Audiologists and speech-language pathologists who are enrolled as Medicare providers may recommend services that, for any number of reasons, are not usually covered by Medicare. These providers should use the Advance Beneficiary Notice of Noncoverage (ABN), a written notice signed by the patient indicating the patient understands that Medicare is not likely to provide coverage.
In some situations, the use of the form is voluntary; in other situations, use of the form is mandatory.
It may be useful for providers—and beneficiaries may find it helpful—to use the form in some situations that do not require it:
- The services are excluded from coverage by Medicare statute (e.g., hearing aids and hearing aid evaluations).
- The services would be covered, but specific coverage prerequisites have not been met (e.g., lack of physician certification of the plan of care for speech-language services or physician order for hearing evaluation).
In these cases, the patient may ask the provider to submit a claim even though the provider has explained that the service will not be covered. The signed ABN and associated modifier inserted on the claim form (see description below) inform the Medicare administrative contractor (MAC) that the provider is not attempting to obtain Medicare payment for a service that does not qualify for coverage. The patient may want the claim submitted because the patient has private health insurance that will reimburse for services only if there is evidence that Medicare denied them.
There are situations in which it is mandatory for the provider (facility or practitioner) to have the beneficiary/representative sign an ABN indicating that the beneficiary understands the services will not be covered. The situations most relevant to audiology and speech-language services include the following:
- The care is not reasonable and necessary (i.e., functional progress is not anticipated to improve significantly in a generally predictable period of time).
- The claim is for medical equipment or supplies (individual or group practices are usually not suppliers).
Completing the ABN
The provider must supply information in the block at the top of the form indicating "Reason Medicare May Not Pay." That information (e.g., "no physician referral" or "significant functional progress is not anticipated") may affect the beneficiary's decision whether or not to receive the treatment.
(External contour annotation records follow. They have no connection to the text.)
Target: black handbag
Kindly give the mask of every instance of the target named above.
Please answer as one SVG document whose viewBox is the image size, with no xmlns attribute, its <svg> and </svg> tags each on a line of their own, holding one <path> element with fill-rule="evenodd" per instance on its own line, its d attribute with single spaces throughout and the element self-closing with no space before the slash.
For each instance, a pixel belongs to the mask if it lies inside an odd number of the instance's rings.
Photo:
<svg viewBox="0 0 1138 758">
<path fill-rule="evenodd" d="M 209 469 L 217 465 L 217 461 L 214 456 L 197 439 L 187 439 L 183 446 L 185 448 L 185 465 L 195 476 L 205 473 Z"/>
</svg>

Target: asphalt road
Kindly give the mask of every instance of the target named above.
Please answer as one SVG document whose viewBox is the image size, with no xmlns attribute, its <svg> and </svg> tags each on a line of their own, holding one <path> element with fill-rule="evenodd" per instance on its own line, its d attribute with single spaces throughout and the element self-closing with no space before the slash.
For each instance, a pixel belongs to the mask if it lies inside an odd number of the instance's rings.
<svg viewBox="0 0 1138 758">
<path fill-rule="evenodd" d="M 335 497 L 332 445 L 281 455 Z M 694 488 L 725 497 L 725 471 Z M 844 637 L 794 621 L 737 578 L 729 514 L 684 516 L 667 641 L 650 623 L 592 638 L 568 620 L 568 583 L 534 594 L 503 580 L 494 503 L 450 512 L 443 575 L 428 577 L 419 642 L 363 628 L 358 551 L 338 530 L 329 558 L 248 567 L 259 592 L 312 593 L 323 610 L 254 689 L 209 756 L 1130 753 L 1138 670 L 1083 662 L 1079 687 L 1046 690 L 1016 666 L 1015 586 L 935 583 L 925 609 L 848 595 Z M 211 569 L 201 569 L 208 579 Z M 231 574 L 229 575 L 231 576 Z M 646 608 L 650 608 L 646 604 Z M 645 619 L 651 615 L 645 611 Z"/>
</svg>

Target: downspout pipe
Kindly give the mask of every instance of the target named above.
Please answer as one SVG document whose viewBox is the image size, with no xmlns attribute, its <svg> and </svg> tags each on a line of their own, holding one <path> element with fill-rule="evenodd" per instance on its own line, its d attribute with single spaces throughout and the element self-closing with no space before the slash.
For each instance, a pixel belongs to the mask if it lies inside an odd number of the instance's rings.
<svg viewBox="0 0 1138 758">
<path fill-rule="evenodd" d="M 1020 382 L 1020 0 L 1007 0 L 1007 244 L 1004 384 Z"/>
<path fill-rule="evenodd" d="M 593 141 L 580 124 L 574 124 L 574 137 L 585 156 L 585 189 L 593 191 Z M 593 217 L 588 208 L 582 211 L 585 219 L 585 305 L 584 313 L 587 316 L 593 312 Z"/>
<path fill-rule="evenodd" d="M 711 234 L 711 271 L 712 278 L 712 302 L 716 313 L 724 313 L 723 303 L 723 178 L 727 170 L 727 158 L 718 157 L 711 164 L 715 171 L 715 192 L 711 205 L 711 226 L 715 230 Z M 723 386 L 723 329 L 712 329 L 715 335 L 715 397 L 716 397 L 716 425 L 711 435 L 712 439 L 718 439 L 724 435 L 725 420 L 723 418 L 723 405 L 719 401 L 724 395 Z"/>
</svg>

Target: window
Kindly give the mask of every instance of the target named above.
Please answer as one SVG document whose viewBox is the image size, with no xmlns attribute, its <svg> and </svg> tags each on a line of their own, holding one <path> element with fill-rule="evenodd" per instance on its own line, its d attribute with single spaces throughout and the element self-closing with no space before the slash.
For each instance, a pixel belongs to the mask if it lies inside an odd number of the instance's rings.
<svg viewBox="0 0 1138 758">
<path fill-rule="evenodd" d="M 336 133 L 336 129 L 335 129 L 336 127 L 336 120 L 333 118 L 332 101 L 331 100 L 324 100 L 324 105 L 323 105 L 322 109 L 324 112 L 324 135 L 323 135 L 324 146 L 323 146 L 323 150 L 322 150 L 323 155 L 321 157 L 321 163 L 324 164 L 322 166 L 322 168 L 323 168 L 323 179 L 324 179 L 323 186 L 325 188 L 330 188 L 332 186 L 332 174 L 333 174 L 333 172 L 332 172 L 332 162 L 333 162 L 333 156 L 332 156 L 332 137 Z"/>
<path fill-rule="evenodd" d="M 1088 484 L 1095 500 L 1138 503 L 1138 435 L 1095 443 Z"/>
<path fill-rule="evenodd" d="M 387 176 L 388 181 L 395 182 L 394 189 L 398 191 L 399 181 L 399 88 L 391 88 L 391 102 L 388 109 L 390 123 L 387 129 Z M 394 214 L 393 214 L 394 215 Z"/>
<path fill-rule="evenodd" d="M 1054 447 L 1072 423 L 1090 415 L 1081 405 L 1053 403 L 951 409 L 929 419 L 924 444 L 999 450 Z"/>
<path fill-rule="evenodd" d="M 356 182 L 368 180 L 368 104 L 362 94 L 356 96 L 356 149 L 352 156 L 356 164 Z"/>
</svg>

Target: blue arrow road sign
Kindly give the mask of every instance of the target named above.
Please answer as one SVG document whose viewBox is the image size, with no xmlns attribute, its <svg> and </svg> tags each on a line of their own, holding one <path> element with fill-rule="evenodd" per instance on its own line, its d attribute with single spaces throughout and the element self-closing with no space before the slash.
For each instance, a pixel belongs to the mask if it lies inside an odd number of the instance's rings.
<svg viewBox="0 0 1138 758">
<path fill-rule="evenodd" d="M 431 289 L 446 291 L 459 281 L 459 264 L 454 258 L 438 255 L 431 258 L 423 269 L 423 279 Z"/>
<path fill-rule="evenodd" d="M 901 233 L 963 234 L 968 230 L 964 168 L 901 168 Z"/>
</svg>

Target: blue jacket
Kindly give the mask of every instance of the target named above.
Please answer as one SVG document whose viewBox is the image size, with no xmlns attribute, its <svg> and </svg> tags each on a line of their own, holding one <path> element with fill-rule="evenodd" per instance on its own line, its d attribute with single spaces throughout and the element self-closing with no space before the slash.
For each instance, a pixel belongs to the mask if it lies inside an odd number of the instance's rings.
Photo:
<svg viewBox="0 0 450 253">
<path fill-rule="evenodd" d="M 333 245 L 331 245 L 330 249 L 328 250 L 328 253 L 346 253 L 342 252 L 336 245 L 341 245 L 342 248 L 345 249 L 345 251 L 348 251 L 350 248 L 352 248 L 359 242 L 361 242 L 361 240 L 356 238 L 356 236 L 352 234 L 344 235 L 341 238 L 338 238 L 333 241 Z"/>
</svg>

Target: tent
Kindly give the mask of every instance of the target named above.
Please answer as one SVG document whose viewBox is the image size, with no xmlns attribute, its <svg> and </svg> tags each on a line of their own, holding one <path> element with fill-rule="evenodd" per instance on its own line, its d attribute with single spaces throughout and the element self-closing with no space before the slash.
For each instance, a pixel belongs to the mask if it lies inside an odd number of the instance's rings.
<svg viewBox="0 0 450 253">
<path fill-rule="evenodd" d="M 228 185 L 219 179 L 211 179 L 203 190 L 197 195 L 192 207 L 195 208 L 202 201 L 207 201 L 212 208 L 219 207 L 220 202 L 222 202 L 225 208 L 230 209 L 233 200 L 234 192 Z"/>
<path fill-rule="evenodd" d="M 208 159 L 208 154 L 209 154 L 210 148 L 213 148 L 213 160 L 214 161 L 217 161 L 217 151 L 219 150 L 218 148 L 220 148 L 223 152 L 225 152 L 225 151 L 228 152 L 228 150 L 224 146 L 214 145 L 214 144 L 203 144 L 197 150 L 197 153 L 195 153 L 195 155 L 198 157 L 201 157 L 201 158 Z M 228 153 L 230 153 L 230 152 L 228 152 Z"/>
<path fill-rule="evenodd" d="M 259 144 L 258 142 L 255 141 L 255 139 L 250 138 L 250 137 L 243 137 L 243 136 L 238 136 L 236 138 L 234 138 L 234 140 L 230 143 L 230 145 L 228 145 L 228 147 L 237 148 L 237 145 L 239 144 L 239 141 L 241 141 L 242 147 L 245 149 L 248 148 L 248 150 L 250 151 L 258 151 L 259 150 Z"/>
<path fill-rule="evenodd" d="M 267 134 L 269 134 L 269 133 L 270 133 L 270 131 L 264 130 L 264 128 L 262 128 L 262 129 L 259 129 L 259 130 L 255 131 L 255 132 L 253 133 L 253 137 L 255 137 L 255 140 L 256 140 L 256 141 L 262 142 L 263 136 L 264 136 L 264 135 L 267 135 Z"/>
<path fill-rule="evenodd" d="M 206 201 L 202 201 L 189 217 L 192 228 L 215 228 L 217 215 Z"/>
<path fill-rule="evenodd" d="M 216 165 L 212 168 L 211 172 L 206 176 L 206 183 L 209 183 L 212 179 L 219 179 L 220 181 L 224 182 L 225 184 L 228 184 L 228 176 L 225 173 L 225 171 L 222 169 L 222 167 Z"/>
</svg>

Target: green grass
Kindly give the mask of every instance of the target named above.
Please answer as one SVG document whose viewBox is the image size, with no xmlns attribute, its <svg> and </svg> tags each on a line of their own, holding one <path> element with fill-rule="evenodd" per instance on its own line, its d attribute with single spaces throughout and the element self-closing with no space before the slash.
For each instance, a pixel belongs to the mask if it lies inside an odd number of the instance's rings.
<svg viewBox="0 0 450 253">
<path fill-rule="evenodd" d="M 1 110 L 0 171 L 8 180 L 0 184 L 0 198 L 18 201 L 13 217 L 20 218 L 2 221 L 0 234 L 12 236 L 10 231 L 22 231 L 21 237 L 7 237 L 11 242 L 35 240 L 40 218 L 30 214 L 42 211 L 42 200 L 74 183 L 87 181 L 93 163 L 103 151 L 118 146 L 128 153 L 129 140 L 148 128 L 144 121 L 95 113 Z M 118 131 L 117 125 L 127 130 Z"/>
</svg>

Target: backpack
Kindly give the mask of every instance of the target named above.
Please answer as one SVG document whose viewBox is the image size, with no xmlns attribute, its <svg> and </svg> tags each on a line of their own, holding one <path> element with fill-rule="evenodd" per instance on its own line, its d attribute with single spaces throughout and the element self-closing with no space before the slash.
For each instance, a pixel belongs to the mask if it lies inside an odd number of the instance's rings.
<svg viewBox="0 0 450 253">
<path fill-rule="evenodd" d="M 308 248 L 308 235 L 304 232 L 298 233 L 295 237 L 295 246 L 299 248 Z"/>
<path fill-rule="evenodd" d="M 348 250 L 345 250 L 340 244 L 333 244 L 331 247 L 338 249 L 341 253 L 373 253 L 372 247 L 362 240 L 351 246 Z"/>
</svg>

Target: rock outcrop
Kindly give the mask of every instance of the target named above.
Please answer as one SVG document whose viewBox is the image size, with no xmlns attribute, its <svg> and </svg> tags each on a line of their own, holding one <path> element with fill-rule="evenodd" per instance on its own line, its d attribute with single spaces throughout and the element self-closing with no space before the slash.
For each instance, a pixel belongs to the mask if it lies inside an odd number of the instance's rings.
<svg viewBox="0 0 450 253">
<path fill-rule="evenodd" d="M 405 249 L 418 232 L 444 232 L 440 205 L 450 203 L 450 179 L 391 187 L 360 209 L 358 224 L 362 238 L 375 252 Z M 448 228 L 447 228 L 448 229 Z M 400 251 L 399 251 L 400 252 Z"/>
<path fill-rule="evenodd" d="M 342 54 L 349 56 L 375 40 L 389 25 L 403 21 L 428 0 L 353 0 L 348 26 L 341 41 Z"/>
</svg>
The practitioner must review the ABN verbally with the beneficiary or representative and answer any questions before the patient or representative signs the form. The patient must receive the form sufficiently in advance to have time to consider the options and make an informed choice. The beneficiary indicates his or her choice by selecting only one of the following options (taken verbatim from the form):
- OPTION 1: I want the [description of service] listed above. You may ask to be paid now, but I also want Medicare billed for an official decision on payment, which is sent to me on a Medicare Summary Notice (MSN). I understand that if Medicare doesn't pay, I am responsible for payment, but I can appeal to Medicare by following the directions on the MSN. If Medicare does pay, you will refund any payments I made to you, less co-pays or deductibles.
- OPTION 2: I want the service listed above, but do not bill Medicare. You may ask to be paid now as I am responsible for payment. I cannot appeal if Medicare is not billed.
- OPTION 3: I don't want the service listed above. I understand with this choice I am not responsible for payment, and I cannot appeal to see if Medicare would pay.
If the beneficiary chooses the first option (requesting that the provider bill Medicare), the provider must include a billing modifier on the claim form related to the ABN. The modifiers are inserted immediately after the CPT code. Liability rests with the provider unless a modifier is used to assign liability to the patient.
- GY: The item or service billed is statutorily excluded or does not meet the definition of any Medicare benefit.
- GZ: The service is expected to be denied as not reasonable and necessary.
- GX: The patient signs a voluntary (not required) ABN. May be used in combination with modifier GY or used separately.
- GA: Covered and non-covered services appear on the same claim form.
Providers should be aware of some additional information regarding the use of ABNs:
- Routine ABNs are invalid—that is, providers may not give ABNs to beneficiaries when there is no specific reason to believe Medicare will not pay.
- The provider keeps the original form; the beneficiary is given a copy.
- A copy need not be submitted to Medicare.
- If the beneficiary changes his or her mind, the
provider should ask the beneficiary to annotate, sign, and date the original ABN.
- The ABN can remain effective for up to one year.
If a Medicare beneficiary has exceeded his or her annual maximum allowed therapy services, but has met conditions of the exceptions process (i.e., services are documented as medically necessary), an ABN is not applicable because services are covered. If, however, the beneficiary has not met the exception criteria and still wants to receive services, the provider should have the beneficiary complete and sign the ABN to establish the beneficiary's financial responsibility for the services.
If Congress does not extend the therapy cap exceptions process, providers should use the "GY" modifier on claims that exceed the cap because the services would be excluded from Medicare coverage.
The ABN form (CMS-R-131) can be downloaded at Centers for Medicare and Medicaid's website. Medicare policies governing ABNs are in Chapter 1 of the Claims Processing Manual, Parts 50 and 60, available at online at CMS's website [PDF, 1.5MB] as well.